Discours de Justice for Myanmar, lu par Greta Thunberg lors de la cérémonie du Right Livelihood Award 2025

Discours de Justice for Myanmar, lu par Greta Thunberg lors de la cérémonie du Right Livelihood Award 2025

Traduction d’Info Birmanie, texte d’origine dans la vidéo ci-dessous.

Nazanine Moshiri, présentatrice de la cérémonie

Justice for Myanmar est un collectif anonyme. Ils révèlent les liens financiers internationaux qui soutiennent la junte militaire du Myanmar.

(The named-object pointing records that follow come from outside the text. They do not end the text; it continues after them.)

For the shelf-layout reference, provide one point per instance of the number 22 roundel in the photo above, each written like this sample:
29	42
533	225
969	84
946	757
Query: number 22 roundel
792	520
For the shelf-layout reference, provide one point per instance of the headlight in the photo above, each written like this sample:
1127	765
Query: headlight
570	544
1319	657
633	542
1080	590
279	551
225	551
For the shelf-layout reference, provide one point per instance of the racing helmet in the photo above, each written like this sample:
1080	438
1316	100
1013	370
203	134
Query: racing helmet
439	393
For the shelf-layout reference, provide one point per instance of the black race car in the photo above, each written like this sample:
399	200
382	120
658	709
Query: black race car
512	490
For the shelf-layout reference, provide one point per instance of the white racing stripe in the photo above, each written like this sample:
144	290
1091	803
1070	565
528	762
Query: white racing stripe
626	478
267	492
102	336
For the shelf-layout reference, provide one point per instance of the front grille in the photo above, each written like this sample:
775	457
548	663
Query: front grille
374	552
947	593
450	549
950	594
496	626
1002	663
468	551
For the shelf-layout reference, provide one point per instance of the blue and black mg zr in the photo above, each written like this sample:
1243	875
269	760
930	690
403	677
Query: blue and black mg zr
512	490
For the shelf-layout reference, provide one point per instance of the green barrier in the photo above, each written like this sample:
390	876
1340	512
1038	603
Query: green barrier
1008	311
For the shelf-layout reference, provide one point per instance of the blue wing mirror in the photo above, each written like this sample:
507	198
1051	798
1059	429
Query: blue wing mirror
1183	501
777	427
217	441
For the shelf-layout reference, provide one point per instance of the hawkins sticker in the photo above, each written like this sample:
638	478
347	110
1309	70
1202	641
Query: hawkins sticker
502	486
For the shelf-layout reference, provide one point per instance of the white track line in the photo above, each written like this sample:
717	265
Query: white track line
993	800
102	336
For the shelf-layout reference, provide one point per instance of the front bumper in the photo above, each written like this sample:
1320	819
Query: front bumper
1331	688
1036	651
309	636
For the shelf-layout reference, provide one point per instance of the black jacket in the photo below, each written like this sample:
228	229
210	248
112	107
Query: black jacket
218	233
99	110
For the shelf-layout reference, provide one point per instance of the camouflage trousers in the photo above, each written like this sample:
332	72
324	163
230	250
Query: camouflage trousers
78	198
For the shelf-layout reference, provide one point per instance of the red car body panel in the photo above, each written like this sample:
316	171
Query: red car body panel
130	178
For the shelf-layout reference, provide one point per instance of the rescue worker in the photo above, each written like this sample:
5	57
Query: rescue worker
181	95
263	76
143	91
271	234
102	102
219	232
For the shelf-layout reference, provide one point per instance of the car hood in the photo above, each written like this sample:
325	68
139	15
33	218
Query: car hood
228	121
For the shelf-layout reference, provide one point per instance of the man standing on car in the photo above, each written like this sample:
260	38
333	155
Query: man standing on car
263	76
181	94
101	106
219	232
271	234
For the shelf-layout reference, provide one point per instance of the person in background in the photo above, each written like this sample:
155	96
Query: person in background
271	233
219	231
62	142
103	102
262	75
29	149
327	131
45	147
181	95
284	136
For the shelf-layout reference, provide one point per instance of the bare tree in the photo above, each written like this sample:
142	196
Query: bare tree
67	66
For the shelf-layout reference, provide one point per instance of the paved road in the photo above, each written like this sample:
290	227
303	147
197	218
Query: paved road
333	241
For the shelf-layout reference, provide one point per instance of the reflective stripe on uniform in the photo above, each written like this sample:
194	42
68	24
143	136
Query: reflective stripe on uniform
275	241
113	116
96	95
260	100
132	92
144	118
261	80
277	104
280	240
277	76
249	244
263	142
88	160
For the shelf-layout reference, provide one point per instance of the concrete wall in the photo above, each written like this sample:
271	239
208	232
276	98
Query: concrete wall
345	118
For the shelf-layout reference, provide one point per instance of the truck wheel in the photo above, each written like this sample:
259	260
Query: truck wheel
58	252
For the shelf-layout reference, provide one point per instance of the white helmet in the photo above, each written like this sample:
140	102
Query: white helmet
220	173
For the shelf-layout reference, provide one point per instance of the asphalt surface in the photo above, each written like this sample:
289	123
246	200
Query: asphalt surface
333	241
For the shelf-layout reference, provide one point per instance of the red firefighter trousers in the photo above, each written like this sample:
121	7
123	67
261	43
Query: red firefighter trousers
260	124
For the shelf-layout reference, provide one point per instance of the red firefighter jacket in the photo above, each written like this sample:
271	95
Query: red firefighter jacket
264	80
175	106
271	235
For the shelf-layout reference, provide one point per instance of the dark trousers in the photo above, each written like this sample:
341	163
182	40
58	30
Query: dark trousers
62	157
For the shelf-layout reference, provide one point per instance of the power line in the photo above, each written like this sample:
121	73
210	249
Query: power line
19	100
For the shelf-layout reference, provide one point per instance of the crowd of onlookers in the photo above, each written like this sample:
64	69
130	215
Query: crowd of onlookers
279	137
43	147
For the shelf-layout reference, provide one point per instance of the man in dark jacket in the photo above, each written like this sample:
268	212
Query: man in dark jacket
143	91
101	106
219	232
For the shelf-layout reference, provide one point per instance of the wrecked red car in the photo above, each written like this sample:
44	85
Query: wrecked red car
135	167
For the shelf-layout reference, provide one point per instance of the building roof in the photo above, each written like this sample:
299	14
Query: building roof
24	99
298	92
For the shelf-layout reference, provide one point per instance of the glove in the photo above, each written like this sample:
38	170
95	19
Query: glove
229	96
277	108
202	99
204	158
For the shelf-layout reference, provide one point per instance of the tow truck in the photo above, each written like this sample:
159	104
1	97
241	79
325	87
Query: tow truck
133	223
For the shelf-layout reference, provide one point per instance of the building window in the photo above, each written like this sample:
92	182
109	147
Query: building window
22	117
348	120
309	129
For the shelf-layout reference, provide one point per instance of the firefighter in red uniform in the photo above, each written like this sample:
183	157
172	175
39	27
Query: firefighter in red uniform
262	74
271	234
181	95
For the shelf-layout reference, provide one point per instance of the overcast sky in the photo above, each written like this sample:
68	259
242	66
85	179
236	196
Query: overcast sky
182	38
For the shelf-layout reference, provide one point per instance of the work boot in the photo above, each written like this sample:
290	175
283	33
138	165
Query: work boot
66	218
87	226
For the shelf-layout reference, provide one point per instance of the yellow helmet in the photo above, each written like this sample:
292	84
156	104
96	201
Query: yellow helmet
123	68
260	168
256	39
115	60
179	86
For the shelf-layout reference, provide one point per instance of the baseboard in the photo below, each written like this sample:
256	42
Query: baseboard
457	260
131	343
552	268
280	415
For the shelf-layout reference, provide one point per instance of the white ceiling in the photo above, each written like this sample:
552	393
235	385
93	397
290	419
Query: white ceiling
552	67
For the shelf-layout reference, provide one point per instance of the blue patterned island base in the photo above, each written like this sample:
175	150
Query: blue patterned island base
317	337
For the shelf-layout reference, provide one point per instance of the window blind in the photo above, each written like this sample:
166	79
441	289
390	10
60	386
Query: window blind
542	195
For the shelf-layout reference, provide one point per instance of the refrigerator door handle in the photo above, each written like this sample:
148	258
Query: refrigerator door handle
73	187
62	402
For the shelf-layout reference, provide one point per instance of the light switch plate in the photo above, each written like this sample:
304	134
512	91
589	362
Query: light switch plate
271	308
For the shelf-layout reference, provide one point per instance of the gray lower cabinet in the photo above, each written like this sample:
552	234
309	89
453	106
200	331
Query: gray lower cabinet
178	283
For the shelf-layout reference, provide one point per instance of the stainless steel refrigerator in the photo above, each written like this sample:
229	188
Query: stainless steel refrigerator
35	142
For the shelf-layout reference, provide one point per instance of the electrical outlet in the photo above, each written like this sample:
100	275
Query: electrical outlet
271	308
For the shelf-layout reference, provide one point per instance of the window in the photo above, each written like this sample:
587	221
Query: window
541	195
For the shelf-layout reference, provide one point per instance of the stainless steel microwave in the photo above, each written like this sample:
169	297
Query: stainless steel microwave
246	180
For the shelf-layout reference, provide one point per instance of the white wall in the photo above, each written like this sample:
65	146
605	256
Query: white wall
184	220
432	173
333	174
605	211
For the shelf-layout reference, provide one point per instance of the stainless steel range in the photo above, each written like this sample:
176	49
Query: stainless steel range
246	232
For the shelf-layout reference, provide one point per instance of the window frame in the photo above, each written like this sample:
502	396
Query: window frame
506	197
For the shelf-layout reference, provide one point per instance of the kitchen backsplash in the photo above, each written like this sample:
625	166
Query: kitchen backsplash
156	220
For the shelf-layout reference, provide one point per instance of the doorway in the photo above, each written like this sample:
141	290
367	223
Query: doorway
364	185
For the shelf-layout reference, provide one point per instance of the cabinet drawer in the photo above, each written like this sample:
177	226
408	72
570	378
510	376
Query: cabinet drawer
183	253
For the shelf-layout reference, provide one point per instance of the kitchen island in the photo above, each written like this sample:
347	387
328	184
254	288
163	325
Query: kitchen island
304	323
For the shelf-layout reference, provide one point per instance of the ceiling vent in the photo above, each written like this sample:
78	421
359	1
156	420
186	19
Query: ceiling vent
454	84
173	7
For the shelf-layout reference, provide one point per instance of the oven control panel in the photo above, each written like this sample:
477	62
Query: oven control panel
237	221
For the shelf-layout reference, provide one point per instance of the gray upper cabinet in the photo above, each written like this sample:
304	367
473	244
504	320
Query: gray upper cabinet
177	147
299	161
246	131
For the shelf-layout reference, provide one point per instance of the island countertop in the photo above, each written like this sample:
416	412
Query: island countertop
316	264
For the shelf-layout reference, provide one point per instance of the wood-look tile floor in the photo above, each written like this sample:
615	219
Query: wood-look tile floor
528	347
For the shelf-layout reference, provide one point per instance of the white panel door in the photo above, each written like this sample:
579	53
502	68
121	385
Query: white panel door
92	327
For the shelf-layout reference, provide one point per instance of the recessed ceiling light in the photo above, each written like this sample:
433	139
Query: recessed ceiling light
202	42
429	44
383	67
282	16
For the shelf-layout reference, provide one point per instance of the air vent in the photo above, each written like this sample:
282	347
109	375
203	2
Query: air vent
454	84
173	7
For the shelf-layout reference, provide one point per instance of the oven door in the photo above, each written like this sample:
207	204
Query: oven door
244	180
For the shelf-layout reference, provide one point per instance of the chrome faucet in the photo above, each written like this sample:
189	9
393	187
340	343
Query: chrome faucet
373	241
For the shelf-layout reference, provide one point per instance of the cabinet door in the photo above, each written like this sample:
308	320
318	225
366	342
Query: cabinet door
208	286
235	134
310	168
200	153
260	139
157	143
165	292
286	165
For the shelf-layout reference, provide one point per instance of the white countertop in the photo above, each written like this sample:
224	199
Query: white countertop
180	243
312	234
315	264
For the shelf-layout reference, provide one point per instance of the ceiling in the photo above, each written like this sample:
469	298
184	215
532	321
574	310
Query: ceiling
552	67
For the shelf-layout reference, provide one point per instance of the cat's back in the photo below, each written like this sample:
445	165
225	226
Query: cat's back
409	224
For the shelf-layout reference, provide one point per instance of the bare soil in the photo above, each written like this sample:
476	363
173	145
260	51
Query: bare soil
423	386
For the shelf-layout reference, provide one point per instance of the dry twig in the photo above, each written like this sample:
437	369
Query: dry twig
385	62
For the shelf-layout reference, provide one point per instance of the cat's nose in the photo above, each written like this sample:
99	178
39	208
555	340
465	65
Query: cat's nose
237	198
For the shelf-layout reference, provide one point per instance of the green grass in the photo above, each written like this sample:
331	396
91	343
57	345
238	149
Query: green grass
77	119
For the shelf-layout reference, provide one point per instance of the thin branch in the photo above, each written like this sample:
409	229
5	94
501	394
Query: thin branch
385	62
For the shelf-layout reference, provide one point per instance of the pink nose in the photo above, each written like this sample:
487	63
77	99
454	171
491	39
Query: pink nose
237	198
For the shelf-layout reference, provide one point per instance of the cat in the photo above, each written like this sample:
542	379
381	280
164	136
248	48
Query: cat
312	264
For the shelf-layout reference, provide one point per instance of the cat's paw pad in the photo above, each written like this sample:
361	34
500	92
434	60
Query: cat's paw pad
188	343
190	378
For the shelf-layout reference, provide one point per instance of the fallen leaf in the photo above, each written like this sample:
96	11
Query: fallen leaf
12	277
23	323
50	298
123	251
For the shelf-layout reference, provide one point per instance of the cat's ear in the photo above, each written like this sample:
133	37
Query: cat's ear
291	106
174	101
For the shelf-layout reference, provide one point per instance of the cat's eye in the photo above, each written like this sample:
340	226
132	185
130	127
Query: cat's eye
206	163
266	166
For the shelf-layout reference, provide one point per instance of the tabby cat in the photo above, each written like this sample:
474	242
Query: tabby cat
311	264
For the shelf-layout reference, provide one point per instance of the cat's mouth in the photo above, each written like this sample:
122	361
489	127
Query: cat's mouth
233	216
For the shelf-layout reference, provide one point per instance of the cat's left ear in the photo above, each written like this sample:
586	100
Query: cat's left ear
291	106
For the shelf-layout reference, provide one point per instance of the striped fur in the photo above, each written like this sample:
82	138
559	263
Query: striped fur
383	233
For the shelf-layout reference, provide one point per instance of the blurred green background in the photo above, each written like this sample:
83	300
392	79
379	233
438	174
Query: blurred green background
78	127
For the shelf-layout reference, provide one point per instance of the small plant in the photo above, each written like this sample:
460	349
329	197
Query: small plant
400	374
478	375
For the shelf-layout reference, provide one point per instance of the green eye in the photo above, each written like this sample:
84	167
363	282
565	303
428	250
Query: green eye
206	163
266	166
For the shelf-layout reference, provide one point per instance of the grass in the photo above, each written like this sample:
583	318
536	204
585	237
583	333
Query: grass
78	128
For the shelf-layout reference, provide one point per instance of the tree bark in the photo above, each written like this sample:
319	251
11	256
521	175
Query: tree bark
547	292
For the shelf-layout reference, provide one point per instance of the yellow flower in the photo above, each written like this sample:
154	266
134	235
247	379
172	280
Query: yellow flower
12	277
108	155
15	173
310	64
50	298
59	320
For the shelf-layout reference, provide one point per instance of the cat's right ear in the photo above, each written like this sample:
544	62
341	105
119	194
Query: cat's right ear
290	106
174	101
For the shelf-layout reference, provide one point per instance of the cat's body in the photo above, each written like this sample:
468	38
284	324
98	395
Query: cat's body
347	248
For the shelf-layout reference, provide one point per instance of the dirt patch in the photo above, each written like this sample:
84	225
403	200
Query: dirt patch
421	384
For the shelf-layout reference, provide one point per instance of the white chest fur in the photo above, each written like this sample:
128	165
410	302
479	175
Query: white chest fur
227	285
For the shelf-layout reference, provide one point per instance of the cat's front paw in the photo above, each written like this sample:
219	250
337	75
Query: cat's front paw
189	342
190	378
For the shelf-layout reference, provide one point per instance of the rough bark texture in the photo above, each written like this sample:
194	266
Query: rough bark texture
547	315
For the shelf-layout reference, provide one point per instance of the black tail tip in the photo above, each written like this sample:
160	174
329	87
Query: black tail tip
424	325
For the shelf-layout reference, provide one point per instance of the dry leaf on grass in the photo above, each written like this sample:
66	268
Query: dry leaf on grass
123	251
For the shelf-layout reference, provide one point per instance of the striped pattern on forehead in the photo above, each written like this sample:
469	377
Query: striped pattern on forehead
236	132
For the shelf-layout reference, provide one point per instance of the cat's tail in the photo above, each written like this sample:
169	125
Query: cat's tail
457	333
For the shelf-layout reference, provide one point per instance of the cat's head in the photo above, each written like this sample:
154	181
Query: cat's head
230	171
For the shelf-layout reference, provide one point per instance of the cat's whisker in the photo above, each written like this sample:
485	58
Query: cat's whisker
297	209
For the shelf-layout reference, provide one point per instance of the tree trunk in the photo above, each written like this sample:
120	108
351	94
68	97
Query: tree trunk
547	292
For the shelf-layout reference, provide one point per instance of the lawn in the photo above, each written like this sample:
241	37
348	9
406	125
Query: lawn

Leur travail est tellement dangereux qu’ils ne peuvent pas montrer leur visage et nous ne pouvons même pas entendre leur voix.

Nous espérons qu’ils nous regardent et nous écoutent ce soir.

Malheureusement, les représentants de Justice for Myanmar, comme vous pouvez le voir aux sièges vides derrière moi, ne peuvent pas être présents ce soir car révéler leur identité mettrait leur vie en danger. C’est pourquoi ils reçoivent le prix en leur absence.

Mais ils nous ont demandé de nous assurer que Greta Thunberg, lauréate du Right Livelihood et militante pour la justice climatique, soit ici pour lire leur discours d’acceptation.

Greta Thunberg

Nous sommes profondément honorés d’être reconnus par la Right Livelihood Foundation aux côtés de lauréats du Pacifique, de Taïwan et du Soudan, dont le travail nous inspire.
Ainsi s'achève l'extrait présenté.